Recruit Hispanic/Latin X and BIPOC in non-traditional places that generally have large numbers of students of color, in particular, culturally and ethnically diverse areas such as intercity schools and after-school programs or summer programs. We must reach new audiences. Many churches have disproportionately high populations of only Hispanic/Latin X and BIPOC on Sundays. These are also great places to spread the word about employment opportunities. Do not assume that Hispanic/Latin X and BIPOC are not interested in careers in natural resource-related fields.
This is a commonly held and convenient myth. “There’s this narrative that Blacks aren’t interested in the environment; how can you not be interested in the land you walk on, the air you breathe, the water you drink?” asks Dr. Dorceta Taylor, former director of diversity, equity and inclusion at the School for Environment and Sustainability at the University of Michigan and an environmental sociologist known for her work on both environmental justice and racism in the environmental movement.
So, what is my answer to the kids attending career day? I say, “Go for it” but be prepared.

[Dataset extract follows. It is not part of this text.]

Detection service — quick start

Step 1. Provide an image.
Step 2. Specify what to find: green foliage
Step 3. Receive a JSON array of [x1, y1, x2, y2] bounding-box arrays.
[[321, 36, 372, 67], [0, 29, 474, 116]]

With all of the challenges associated with being the only, or one of few, African Americans in a large or small organization, why would I recommend it? Because being in natural resource-related professions can be the dream of many Latin X and BIPOC if they first know the opportunities exist. For me, working in the woods or on a prairie is like being in church, surrounded by beautiful vistas. It’s so rewarding to know that my work contributed to protecting natural lands while delivering products that people need. Even with the negative experiences I had, I would still recommend that Latin X and BIPOC like me choose natural resource-related professions. But a Latin X or BIPOC who chooses a career in natural resources must be equipped with survival skills. What are they?
· Choose your battles
· Know your science and increase your literacy about ecology
· Tolerate minor offenses but don’t be a pushover
· Follow laws and regulations
· Develop strong interpersonal skills
· Build bridges, open doors, and encourage others to consider your point of view
· Work with all races of people
· Develop excellent communication and negotiating skills
· Enjoy the journey
We must hire and retain the best and the brightest of all races and ethnicities to be highly competitive in today’s world and to successfully address today’s issues in natural resource-related professions.